Published online 2008 November 15. doi: 10.1051/medsci/20082411899.

Inflammation intestinale et stress du réticulum endoplasmique
Un lien génétique

Eric Chevet*

Avenir Inserm U889, Université Bordeaux 2, 146, rue Léo Saignat, 33076 Bordeaux, France
Corresponding author.

MeSH keywords: Colite, Protéines de liaison à l'ADN, Réticulum endoplasmique, Humains, Inflammation, Maladies inflammatoires intestinales, Maladies intestinales, Troubles de stress traumatique, Facteurs de transcription

 

Les maladies inflammatoires de l’intestin ont souvent été attribuées à une réponse immunitaire de la muqueuse intestinale à la flore microbienne. Cependant les mécanismes exacts impliqués dans ce processus inflammatoire restent mal connus. Dans deux revues récentes, les équipes de Randal Kaufman et Laurie Glimcher ont décrit le rôle potentiel des voies de signalisation du stress émanant du réticulum endoplasmique (RE) dans l’inflammation et la réponse immunitaire [ 1, 2]. Cette réponse cellulaire intégrée - appelée Unfolded Protein Response (UPR) - est activée en réponse à une accumulation de protéines mal conformées dans la lumière du RE. Elle facilite le repliement, l’export et la dégradation des protéines dans des conditions de stress [ 3]. Dans les cellules de mammifères, la réponse UPR est sous le contrôle de trois protéines transmembranaires du RE, dont l’inositol requiring enzyme-1 alpha and beta (IRE1αβ). IRE1 est la protéine initiatrice de la voie de signalisation de l’UPR la plus conservée au cours de l’évolution. Elle possède dans son domaine cytosolique une activité kinase et une activité endoribonucléase dont l’activation lors du stress du RE contribue à l’épissage non conventionnel d’un intron de 26 nucléotides dans l’ARNm codant pour la protéine X-box binding protein-1 (XBP1).

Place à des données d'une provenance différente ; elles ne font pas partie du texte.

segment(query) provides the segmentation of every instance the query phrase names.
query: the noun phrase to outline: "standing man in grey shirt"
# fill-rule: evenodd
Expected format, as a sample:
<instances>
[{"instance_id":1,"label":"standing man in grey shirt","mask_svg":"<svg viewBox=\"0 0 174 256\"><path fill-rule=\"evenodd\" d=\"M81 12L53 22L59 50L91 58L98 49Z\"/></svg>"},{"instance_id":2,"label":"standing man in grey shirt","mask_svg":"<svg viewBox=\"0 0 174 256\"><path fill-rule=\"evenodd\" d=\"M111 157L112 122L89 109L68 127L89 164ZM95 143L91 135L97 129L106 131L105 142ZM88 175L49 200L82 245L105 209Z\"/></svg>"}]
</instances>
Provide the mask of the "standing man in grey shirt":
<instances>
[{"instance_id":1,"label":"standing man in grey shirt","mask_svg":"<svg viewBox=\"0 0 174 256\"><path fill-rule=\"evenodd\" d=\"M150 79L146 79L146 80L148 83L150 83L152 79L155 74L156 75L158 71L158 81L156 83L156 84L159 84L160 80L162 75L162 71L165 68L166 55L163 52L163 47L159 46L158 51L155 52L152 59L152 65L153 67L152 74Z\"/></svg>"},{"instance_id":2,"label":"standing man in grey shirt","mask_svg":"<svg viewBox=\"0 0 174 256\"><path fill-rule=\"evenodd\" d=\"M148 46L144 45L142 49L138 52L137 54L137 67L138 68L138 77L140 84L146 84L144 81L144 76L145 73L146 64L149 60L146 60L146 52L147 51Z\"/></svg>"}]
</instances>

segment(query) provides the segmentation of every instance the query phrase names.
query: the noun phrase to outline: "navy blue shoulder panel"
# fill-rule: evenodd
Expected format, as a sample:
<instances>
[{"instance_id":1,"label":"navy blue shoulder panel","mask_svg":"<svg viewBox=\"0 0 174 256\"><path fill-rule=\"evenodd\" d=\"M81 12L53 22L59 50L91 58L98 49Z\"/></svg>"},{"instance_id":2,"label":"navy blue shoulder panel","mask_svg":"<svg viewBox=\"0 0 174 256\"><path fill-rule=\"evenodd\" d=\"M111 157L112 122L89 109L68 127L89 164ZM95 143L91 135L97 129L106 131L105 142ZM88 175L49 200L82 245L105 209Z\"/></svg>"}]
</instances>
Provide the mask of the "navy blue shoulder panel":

Cela conduit à un changement du cadre de lecture et à la traduction d’une nouvelle protéine, dont les propriétés de facteur de transcription conduisent à l’induction d’un groupe de gènes cibles de l’UPR.

Jusqu’à aujourd’hui, l’UPR a été impliquée dans de nombreux phénomènes physiologiques et physiopathologiques incluant les maladies neurodégénératives, le diabète ou encore les cancers [ 4, 5]. Dans un article récent, Arthur Kazer et al., démontrent pour la première fois le rôle clé joué par le stress du RE dans les maladies inflammatoires de l’intestin [ 6]. En effet, des souris déficientes pour l’expression de XBP-1 dans les cellules épithéliales intestinales (CEI, dont il existe 4 types : cellules neuroendocrines, cellules à mucus, entérocytes, et cellules de Paneth) développent spontanément une entérite due à la baisse de la capacité des CEI à générer une activité antimicrobienne (cytokines) et à répondre de manière appropriée aux signaux inflammatoires locaux (protéines anti-inflammatoires). Il est intéressant de recouper ces informations avec les données obtenues chez des souris déficientes pour l’expression de IRE1β, normalement restreinte au tractus gastro-intestinal, qui développent une hypersensibilité à la colite induite par le sulfate de dextran [ 7]. Cette découverte a été complétée par l’identification de polymorphismes touchant un nucléotide unique (SNP) rares dans le gène codant pour XBP1 et dont la présence confère un risque pour la maladie de Crohn (MC) et la colite ulcéreuse (CU) dans une cohorte de patients comprenant plus de 5 000 contrôles et 4 000 malades. Par conséquent, ce travail établit pour la première fois la contribution génétique du stress du RE aux maladies inflammatoires de l’intestin chez l’homme [6].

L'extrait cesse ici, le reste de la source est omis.